7. Both countries have an interest in avoiding such an extention of the area of conflict because of the threatening consequences, were the localization to fail.

8. A heavy expenditure on atomic development for peaceful purposes, if con­trolled by the people, would ultimately pay handsome dividends.

9. The decision that there should be no broadcast on matters which were about to be debated in Parliament was originally neither negotiated nor bargained for.

10. An undertaking by non-nuclear states not to acquire nor manufacture nu­clear weapons would be an important step. The guarantee through the U. N. should safeguard against threats by countries embarking on a nuclear weapons capability, as well as those which already had that capability, the Indian delegate said.

11. That the decision of the steering committee should have been overruled by the narrow margin of one vote only points to the necessity of continuing the debates.

12. "Of the 550,000 people who die each year, at least 100,000 die of condi­tions that can now be prevented or whose destructive powers can be diminished or postponed." Dr W. illustrated his point with the case of the Rhondda, where the health facilities "are quite inadequate." Of the 1,380 people who died there in 1965, 388 would have survived if the death rate had been as low as in the rest of England and Wales.

13. Mr H. suggested that the Lord Chancellor should help the Smith regime make sense of the proposals for setting up an interim Government which it had not been able to accept. He said it was "a mark of bankruptcy of statesmanship" to come to the point where mandatory sanctions had to be used — a remark which -brought murmurs from the Labor benches.
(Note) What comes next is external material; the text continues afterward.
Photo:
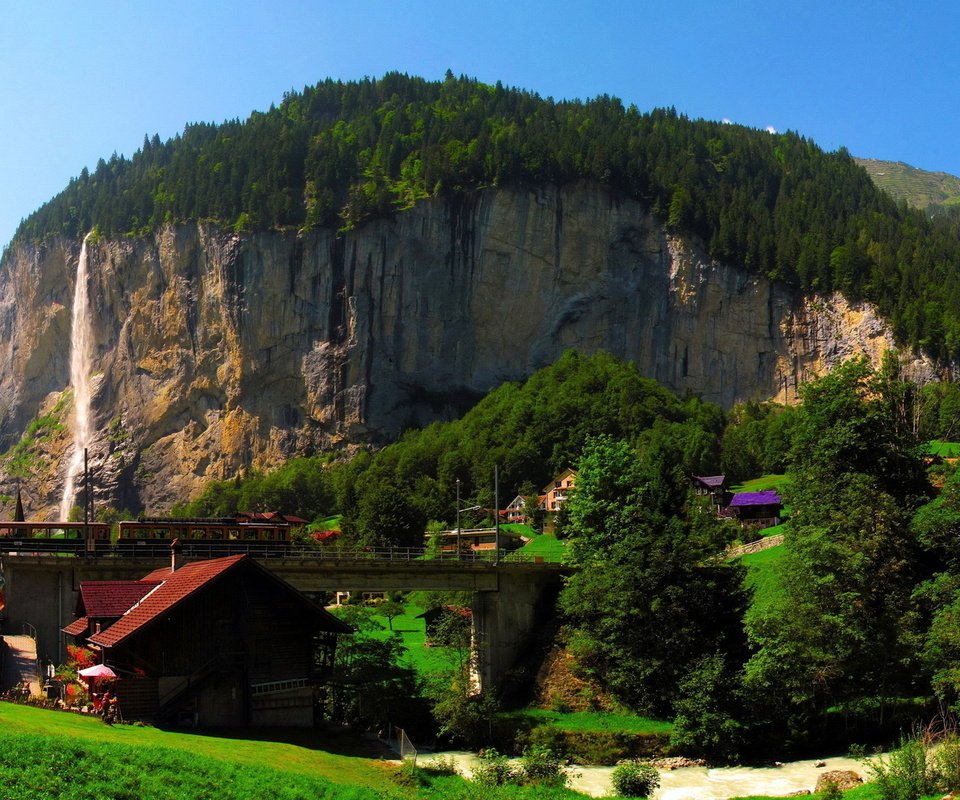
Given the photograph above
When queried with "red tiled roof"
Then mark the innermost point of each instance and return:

He asked the Prime Minister for a cate­gorical undertaking that if oil sanctions were proposed particularly against South Africa, the British Government would use its veto. This brought cries of "no" from a number of Labor back-benchers.

14. Women demanding equal pay should press home their campaign. For the P.I.B.'s proposal that nationalized industry chiefs should get the same as the heads of the firms with similar responsibilities is, after all, only another way of saying that pay should be equal for work of equal value.